Victoria Police are searching for a young man who walked away from one of the more dramatic crashes to hit Melbourne's west in recent memory, after a stolen Toyota Kluger was split clean in two on Point Cook Road in Seabrook early Tuesday morning.
Emergency services were called to the scene just after 1am on 3 March, following Triple Zero calls reporting a vehicle had hit a tree and broken apart. What they found was a 2011 Toyota Kluger in two separate pieces. The driver was nowhere to be seen.

Victoria Police say they believe the Kluger was travelling at speed when it failed to negotiate a roundabout, struck a gutter, and ploughed into a tree with enough force to tear the vehicle apart. The car was described as "totally destroyed".
The incident did not begin on Point Cook Road. According to 7News, the Kluger is believed to have been stolen roughly five minutes before the crash in a carjacking at Laverton railway station. Protective Service Officers patrolling the station were alerted after the owner reported being pulled from his vehicle by another man, who drove off at speed.
The sequence from carjacking to catastrophic crash unfolded in under ten minutes. Detectives from the Transit Crime Investigation Unit are handling both matters.
Police brought in sniffer dogs to assist with locating the driver after the initial search of the vehicle and the surrounding area returned nothing. "Officers hold serious concerns for the welfare of the driver who is believed to be a young man," police said in a statement. Given the state of the vehicle, those concerns appear well-founded.

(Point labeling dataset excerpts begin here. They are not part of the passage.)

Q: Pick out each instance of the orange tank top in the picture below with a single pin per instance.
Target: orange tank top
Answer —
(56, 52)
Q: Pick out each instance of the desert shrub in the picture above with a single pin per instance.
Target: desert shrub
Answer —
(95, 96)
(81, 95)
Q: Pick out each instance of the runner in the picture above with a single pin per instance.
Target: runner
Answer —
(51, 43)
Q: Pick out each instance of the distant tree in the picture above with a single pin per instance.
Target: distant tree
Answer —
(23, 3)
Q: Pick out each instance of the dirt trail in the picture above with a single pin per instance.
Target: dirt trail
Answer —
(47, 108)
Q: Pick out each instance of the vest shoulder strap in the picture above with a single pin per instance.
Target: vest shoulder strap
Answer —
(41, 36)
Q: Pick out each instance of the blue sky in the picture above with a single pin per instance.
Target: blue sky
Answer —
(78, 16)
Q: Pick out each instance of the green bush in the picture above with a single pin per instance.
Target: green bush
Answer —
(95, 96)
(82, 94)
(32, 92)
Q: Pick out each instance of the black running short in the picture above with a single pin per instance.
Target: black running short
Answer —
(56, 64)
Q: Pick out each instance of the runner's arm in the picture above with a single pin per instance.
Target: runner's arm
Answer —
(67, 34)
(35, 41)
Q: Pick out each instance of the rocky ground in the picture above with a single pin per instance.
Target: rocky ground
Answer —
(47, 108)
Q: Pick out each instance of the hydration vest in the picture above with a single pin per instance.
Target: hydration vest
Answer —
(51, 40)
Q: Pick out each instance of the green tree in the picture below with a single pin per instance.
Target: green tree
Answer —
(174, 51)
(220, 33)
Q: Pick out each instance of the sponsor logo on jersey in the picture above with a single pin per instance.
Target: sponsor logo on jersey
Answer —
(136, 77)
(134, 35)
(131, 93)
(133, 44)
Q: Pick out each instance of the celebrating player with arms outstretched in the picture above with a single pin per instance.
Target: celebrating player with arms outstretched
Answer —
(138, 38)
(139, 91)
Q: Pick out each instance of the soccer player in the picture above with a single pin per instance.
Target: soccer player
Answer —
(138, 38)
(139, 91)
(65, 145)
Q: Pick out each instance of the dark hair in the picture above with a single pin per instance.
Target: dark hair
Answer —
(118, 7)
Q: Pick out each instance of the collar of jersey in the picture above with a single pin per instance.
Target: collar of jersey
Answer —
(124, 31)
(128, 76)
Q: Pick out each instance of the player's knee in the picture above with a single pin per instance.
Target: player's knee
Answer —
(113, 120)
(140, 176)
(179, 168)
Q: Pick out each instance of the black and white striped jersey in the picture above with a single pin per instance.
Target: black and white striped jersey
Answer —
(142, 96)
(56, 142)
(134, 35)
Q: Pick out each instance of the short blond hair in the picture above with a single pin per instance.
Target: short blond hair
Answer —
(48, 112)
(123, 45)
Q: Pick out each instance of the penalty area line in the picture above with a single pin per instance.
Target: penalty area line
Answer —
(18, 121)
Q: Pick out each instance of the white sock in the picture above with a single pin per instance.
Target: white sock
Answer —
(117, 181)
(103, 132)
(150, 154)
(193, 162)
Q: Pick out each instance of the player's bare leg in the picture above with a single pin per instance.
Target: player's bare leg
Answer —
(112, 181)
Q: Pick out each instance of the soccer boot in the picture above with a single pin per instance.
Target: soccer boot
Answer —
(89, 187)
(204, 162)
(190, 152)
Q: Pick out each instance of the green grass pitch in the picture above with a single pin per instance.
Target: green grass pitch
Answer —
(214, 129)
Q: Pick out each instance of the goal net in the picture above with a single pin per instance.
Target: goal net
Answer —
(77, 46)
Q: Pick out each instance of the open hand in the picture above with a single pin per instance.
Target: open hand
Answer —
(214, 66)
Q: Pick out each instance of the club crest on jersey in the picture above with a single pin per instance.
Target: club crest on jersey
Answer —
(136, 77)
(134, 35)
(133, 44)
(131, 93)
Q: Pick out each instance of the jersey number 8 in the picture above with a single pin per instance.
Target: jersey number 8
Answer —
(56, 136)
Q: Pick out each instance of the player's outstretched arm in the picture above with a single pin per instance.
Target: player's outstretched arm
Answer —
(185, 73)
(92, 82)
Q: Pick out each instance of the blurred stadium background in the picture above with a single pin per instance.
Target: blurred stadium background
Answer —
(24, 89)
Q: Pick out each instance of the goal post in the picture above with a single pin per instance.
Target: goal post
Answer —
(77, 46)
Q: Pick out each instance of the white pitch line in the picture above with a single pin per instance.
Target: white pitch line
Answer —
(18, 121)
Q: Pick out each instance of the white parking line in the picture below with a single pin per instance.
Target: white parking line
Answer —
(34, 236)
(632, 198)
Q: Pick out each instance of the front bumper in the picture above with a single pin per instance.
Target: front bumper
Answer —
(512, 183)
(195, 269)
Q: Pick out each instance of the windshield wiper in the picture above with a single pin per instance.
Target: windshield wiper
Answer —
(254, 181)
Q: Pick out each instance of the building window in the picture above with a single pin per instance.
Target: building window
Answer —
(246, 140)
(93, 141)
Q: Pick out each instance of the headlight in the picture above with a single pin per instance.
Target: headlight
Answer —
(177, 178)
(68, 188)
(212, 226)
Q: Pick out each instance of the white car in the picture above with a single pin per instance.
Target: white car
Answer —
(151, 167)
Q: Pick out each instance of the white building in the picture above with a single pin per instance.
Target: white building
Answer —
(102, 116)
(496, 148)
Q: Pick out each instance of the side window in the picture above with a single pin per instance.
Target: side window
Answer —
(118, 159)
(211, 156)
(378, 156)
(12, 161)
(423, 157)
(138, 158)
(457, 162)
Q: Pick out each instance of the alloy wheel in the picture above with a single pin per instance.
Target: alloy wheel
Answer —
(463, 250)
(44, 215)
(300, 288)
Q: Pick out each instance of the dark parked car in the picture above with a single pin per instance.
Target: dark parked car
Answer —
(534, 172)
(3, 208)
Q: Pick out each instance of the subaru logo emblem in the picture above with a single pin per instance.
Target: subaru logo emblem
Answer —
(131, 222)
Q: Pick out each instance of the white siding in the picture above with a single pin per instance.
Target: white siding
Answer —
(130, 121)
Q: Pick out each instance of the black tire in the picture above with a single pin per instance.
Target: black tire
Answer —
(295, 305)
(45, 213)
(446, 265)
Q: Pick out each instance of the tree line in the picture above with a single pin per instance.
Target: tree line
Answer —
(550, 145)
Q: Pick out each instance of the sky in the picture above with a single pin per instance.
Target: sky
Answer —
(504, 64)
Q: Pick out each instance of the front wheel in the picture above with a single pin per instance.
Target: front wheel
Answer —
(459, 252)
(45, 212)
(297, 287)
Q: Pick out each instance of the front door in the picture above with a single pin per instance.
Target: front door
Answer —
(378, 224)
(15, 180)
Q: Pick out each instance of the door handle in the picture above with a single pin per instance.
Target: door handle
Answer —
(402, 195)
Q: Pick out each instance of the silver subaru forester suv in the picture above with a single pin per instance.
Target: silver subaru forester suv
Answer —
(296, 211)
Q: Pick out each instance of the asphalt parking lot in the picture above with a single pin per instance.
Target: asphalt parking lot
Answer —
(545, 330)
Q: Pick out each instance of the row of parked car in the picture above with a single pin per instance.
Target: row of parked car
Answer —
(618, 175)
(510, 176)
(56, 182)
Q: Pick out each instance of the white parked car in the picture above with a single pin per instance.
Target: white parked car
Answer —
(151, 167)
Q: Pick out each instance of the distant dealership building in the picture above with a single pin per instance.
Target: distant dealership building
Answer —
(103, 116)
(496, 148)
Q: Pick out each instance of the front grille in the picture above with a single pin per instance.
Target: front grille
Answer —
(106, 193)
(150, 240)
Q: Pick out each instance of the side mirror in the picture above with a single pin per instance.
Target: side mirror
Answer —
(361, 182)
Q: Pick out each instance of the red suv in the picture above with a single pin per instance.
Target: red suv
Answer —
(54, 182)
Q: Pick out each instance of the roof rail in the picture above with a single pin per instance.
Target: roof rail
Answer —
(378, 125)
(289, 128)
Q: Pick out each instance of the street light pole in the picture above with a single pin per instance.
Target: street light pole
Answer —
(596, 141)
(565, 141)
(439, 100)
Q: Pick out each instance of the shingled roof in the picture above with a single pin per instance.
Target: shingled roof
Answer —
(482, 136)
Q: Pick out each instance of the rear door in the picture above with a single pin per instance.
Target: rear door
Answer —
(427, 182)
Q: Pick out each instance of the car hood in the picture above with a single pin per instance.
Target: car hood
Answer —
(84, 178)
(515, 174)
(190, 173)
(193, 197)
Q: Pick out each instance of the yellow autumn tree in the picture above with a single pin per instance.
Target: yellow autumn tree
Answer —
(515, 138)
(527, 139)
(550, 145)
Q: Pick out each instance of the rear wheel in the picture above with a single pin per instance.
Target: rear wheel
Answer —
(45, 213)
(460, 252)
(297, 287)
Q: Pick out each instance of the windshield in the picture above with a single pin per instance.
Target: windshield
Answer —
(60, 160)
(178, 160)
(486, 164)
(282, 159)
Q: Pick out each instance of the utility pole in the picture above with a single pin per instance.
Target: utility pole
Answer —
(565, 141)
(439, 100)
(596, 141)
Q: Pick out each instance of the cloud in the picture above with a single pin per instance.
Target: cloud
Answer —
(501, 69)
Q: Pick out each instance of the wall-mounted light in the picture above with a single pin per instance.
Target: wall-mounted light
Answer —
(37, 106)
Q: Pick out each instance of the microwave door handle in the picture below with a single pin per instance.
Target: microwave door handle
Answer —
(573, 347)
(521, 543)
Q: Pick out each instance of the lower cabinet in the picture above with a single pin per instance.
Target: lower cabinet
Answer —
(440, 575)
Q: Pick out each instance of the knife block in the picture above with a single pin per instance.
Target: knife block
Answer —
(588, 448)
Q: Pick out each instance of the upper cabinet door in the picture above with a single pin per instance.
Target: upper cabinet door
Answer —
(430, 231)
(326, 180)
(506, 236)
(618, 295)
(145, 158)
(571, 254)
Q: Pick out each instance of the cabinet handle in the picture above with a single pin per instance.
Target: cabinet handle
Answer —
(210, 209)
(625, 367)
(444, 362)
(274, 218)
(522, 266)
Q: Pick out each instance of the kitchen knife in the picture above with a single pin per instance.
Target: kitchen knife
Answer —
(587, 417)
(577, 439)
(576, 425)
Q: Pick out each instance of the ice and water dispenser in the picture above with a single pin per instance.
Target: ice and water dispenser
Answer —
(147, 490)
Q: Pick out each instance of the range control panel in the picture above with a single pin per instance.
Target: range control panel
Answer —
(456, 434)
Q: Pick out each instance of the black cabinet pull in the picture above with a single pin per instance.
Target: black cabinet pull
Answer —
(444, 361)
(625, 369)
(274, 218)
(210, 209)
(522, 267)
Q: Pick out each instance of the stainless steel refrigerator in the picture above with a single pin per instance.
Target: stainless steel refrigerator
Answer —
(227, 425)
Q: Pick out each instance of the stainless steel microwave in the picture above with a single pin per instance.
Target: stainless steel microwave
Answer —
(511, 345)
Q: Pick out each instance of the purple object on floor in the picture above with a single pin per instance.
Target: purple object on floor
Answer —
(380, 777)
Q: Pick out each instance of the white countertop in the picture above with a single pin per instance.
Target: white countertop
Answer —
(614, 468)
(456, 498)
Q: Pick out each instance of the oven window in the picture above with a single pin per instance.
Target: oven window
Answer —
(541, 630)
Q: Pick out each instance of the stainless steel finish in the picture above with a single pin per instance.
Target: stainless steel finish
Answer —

The broader context is difficult to ignore. Carjacking in Melbourne's western suburbs has drawn sustained attention from police and community groups alike. The western corridor, stretching from Laverton through to Wyndham, has seen a pattern of vehicle thefts and related offences that has prompted ongoing debate about policing resources, youth crime, and the adequacy of intervention programmes. The Crime Statistics Agency Victoria regularly tracks motor vehicle theft and carjacking data, and advocates on both sides of the law-and-order debate cite those figures to make very different arguments.
Those who emphasise deterrence and personal accountability point to incidents exactly like this one: a victim forcibly removed from his car at a railway station, a vehicle driven at reckless speed, and a community left to deal with the aftermath. The case for stronger sentencing and more visible policing in these corridors is not difficult to make when the wreckage is this stark.
On the other side of that argument, youth welfare researchers and legal advocates consistently note that many of those involved in vehicle theft are young people with complex needs, and that punitive responses alone have a poor track record of reducing reoffending. The Victorian government's Violence Reduction Unit and associated early-intervention programmes exist precisely because the evidence points toward prevention as a necessary complement to enforcement.
Both positions carry weight. The victim at Laverton station deserves to know that carjacking carries real consequences. The driver, wherever he is tonight, may need medical attention as urgently as he needs to answer to police. Those two things are not mutually exclusive.
For now, the priority is finding the missing man. Police are asking the driver to come forward directly, and are appealing to anyone who witnessed the crash on Point Cook Road or has information about his whereabouts to contact Crime Stoppers Victoria on 1800 333 000 or Victoria Police on 000 in an emergency. Investigations into both the carjacking and the crash are continuing.